The Brisbane Domestic Violence Centre hands out 50 mobile phones a month to women trying to flee a tech-savvy abusive ex.
They could also organise a “tech sweep” of women’s homes and digital devices.
Spyware expert Grant Killen is contracted to carry out digital-cleansing programs.
He has found sophisticated GPS trackers in survivors’ cars, spyware in children’s toys and plenty of tracking apps that record when a woman leaves home, what emails and calls she makes and what she downloads.
Spyware expert Grant Killen has helped hundreds of DV tech victims. (ABC News: Lexy Hamilton-Smith)
“I think I can honestly say, after looking after 1,200 women and children over the last two years, nothing surprises me anymore,” he said.

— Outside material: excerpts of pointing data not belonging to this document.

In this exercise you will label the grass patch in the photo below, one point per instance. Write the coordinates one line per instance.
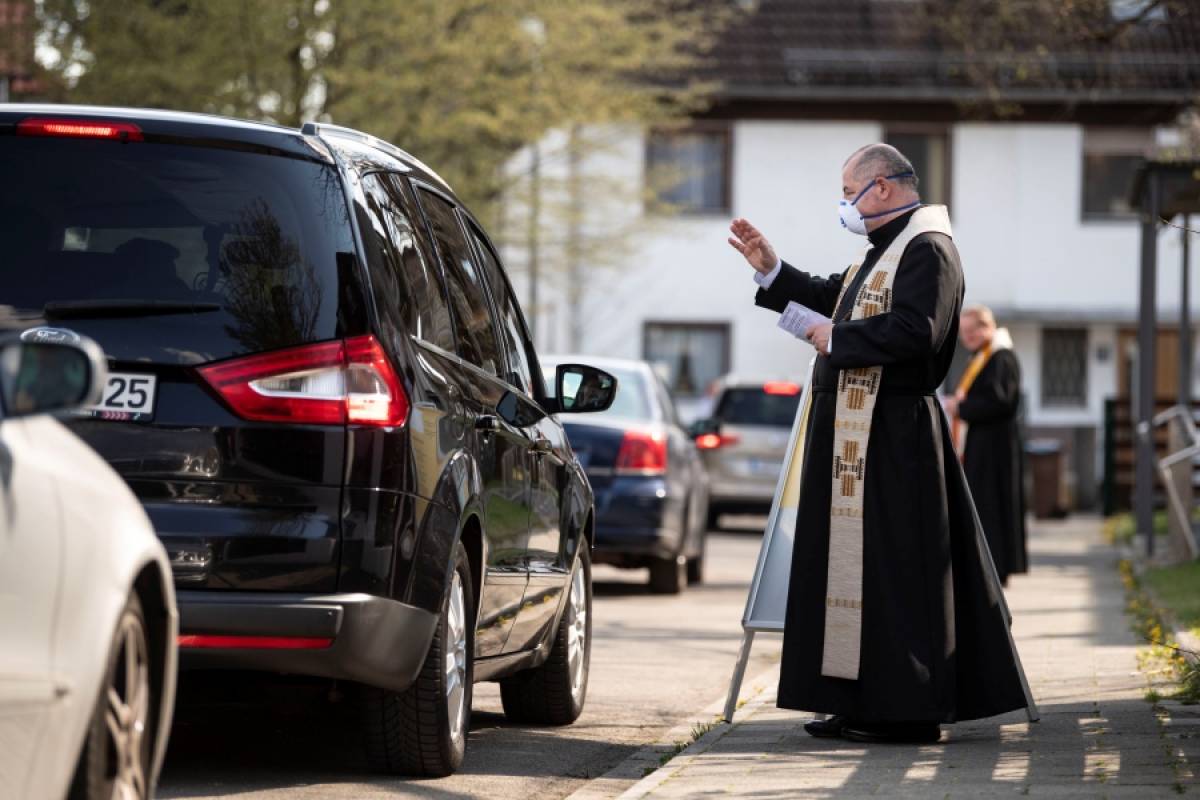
(1164, 655)
(1177, 588)
(1122, 528)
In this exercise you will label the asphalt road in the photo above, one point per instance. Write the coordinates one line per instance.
(655, 661)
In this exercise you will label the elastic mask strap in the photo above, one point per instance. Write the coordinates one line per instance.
(883, 214)
(868, 187)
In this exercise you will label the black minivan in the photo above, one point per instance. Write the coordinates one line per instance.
(323, 391)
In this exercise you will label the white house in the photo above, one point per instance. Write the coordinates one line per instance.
(1039, 202)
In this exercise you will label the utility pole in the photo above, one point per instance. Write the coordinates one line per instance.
(575, 288)
(537, 31)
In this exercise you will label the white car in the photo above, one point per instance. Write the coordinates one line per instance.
(88, 620)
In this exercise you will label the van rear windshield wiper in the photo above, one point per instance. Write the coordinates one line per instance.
(97, 308)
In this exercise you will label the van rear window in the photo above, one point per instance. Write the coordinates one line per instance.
(256, 238)
(757, 407)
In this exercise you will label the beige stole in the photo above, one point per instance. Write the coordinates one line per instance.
(857, 391)
(1001, 340)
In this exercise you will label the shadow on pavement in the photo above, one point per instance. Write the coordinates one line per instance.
(244, 732)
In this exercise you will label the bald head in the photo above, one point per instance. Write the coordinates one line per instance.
(881, 160)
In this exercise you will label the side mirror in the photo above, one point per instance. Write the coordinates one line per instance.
(43, 377)
(517, 411)
(581, 389)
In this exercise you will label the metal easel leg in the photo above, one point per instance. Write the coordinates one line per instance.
(739, 673)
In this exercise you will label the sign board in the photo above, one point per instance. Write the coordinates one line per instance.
(767, 603)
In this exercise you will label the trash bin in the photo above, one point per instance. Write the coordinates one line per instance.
(1045, 465)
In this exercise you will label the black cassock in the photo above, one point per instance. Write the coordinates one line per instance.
(991, 459)
(934, 643)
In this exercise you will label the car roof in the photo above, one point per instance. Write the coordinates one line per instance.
(601, 362)
(315, 140)
(749, 382)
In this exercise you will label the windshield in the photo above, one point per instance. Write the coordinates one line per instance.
(756, 407)
(633, 401)
(251, 239)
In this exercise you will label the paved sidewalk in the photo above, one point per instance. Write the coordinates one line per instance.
(1098, 737)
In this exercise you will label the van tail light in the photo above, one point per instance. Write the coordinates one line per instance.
(330, 383)
(79, 128)
(642, 452)
(715, 440)
(781, 388)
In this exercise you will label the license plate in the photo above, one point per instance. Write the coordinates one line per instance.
(127, 397)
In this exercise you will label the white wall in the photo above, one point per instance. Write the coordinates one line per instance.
(787, 181)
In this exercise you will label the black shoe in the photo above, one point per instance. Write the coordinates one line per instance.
(828, 728)
(906, 733)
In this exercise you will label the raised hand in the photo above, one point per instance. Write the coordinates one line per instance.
(753, 245)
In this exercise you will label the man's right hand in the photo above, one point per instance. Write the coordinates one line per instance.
(754, 246)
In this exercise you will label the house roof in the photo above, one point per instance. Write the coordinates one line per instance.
(907, 49)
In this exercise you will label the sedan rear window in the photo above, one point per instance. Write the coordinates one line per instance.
(757, 407)
(252, 239)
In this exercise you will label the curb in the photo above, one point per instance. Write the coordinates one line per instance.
(655, 763)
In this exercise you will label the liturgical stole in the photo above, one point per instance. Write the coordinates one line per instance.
(857, 391)
(1001, 340)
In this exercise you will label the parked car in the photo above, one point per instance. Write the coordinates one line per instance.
(323, 391)
(88, 615)
(745, 440)
(649, 482)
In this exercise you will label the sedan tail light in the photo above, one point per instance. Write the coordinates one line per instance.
(79, 128)
(330, 383)
(781, 388)
(715, 440)
(642, 452)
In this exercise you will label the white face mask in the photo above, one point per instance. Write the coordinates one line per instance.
(853, 221)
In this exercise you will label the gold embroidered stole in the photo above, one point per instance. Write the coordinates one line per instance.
(857, 391)
(1000, 341)
(958, 426)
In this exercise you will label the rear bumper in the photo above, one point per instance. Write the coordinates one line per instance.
(749, 492)
(637, 519)
(623, 546)
(371, 639)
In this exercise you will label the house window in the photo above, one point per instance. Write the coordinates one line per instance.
(1111, 157)
(688, 170)
(694, 354)
(1065, 366)
(929, 150)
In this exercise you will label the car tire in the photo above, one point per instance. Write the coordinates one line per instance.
(696, 565)
(555, 692)
(669, 576)
(423, 731)
(118, 752)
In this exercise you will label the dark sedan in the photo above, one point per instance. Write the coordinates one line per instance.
(649, 481)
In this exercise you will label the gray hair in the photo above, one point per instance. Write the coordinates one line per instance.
(882, 160)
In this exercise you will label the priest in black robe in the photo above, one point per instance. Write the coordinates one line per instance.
(987, 433)
(935, 645)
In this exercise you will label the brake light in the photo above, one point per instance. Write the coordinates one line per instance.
(714, 440)
(255, 642)
(81, 128)
(331, 383)
(642, 452)
(781, 388)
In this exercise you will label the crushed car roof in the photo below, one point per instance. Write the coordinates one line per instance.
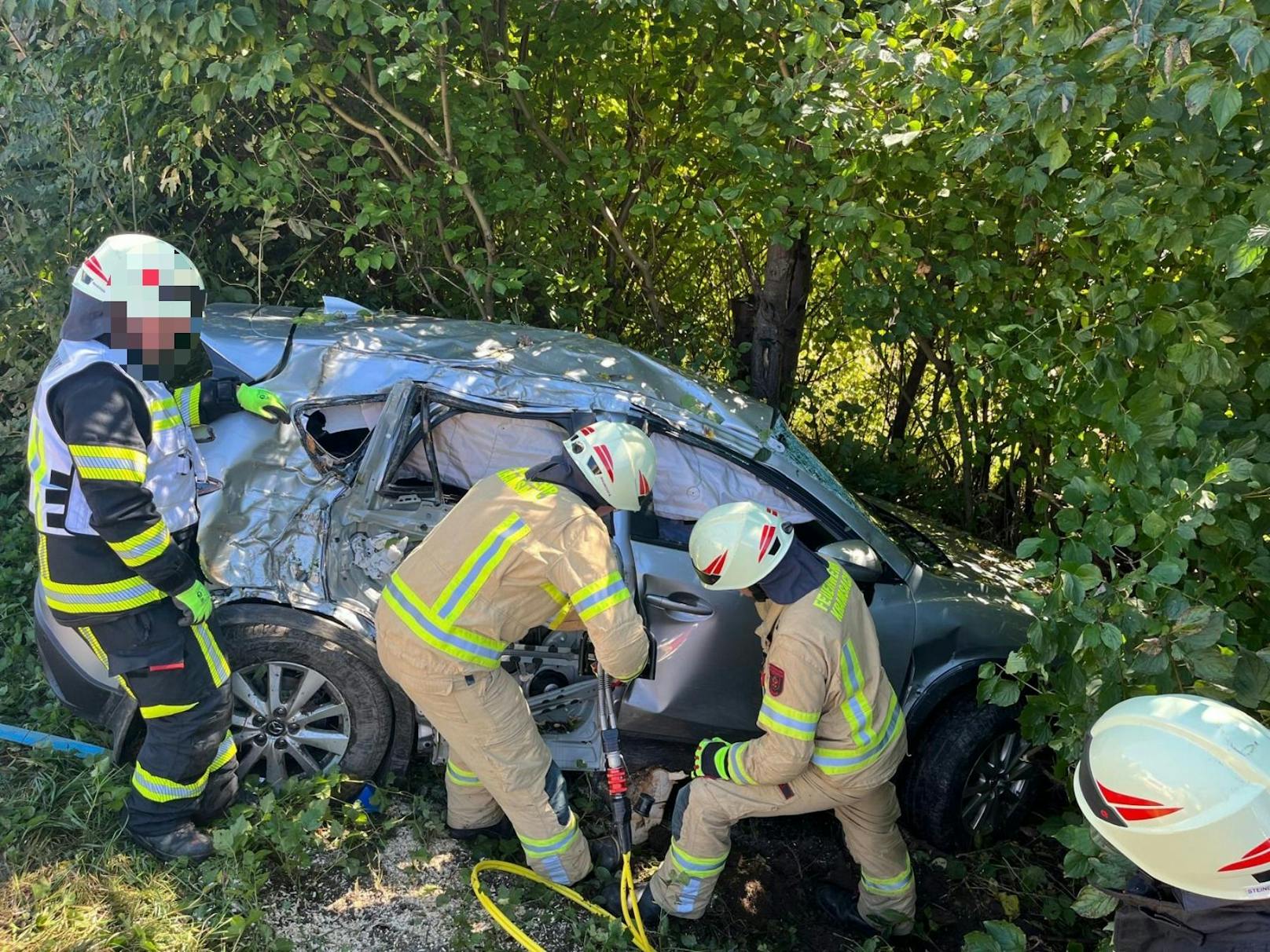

“The level of violence I have observed and the level of control is always increasing. It is a manipulative mind game that the majority of them play.
“The abundance of information that is accessible on a dashboard from the perpetrator is extensive.
“But a lot of the times, it is a continual monitoring process, because sometimes we just do not know where it is coming from, the software is so sophisticated.”
Ms Malstrom says she is not going to let her former partner control her life any longer.
“I deserve to live a life free from harm,” she said.
“I’ve reached a stage of acceptance and resilience where I do not react to threats and I still have a safety plan in place.
“It is a hard slog, it is still happening to me but I am happier.
“I’ve asked him why he does it and he says he doesn’t know.”